Received:2024-01-03 Revised:2024-04-01 Online:2024-08-15 Published:2024-08-12

摘要/Abstract

摘要： 为提高建筑垃圾利用率,采用两种来源不同且性质差异较大的再生粗骨料来制备满足工程需求的大流动性再生混凝土,在粗骨料全替代下研究不同品质再生粗骨料及不同矿物掺合料对再生混凝土工作性、力学性能及孔结构的影响,并确定其最优配合比。结果表明:与天然粗骨料相比,再生粗骨料内部含有较多裂缝,掺入粉煤灰和矿粉后,部分颗粒填充于骨料内部缝隙之间,有利于改善混凝土和易性,但不利于混凝土强度发展。孔结构分析表明气泡体积占比越小,有益气泡占比越大,对混凝土越有利。综合考虑各项性能,推荐最优配合比为双掺粉煤灰10%(质量分数,下同)、矿粉5%,此时再生混凝土工作性满足大流动性的要求,强度满足C30强度等级要求。

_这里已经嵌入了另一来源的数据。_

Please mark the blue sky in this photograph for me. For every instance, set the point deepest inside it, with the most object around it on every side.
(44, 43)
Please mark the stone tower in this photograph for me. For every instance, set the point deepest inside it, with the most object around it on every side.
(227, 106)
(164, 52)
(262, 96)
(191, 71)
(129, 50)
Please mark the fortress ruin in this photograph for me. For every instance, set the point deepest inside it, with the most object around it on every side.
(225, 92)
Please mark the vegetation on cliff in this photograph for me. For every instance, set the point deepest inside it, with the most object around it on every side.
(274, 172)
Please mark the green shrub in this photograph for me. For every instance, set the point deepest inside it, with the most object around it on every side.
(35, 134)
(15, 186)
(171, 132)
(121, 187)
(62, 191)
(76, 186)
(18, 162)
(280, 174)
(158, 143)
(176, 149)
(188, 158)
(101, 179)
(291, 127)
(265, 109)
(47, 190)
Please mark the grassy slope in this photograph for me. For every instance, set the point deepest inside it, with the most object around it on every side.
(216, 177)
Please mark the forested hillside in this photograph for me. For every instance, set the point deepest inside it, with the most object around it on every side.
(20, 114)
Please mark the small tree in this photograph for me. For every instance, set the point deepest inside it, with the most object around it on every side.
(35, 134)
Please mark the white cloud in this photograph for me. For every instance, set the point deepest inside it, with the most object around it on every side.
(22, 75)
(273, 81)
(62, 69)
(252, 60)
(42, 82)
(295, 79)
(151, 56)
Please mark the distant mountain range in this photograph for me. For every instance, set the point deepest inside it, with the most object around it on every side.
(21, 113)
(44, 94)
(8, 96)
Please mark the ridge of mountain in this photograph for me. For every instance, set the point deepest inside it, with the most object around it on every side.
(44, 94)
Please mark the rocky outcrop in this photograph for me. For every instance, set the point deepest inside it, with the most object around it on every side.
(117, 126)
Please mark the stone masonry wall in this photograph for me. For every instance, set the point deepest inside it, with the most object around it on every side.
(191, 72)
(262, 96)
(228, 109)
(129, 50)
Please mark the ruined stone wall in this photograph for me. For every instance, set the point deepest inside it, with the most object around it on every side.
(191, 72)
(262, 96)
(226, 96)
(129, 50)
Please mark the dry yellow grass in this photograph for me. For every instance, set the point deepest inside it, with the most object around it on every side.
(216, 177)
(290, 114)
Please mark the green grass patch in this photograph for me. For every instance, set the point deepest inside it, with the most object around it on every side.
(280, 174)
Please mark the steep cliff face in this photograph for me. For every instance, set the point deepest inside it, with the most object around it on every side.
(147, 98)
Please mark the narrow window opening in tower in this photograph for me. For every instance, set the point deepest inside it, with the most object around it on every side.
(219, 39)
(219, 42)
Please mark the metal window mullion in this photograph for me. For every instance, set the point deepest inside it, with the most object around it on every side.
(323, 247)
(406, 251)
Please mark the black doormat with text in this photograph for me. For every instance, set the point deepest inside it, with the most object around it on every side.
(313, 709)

关键词: 再生粗骨料, 再生混凝土, 矿物掺合料, 力学性能, 孔结构, 气泡孔径, 大流动性

Abstract: In order to improve the utilization rate of construction waste, large liquidity recycled concrete was prepared using recycled coarse aggregates with significant differences in properties from two sources to meet engineering needs. The effects of different quality recycled coarse aggregates and mineral admixtures on workability, mechanical properties and pore structure of recycled concrete were studied under the full replacement of coarse aggregates, and the optimal ratio was determined. The results show that recycled coarse aggregates contain more cracks than natural aggregates. After adding fly ash and mineral powder, some particles fill the gaps inside aggregates, which is beneficial for improving workability of concrete, but not conducive to development of concrete strength. The analysis of pore structure shows that the smaller percentage of bubble volume and the larger percentage of beneficial bubbles, the more favorable it is for concrete. Taking into account various performance factors, it is recommended that the optimal mix ratio is 10% (mass fraction, the same below) fly ash and 5% mineral powder. The workability of recycled concrete meets the requirements of large liquidity and the strength meets the requirements of C30 strength grade.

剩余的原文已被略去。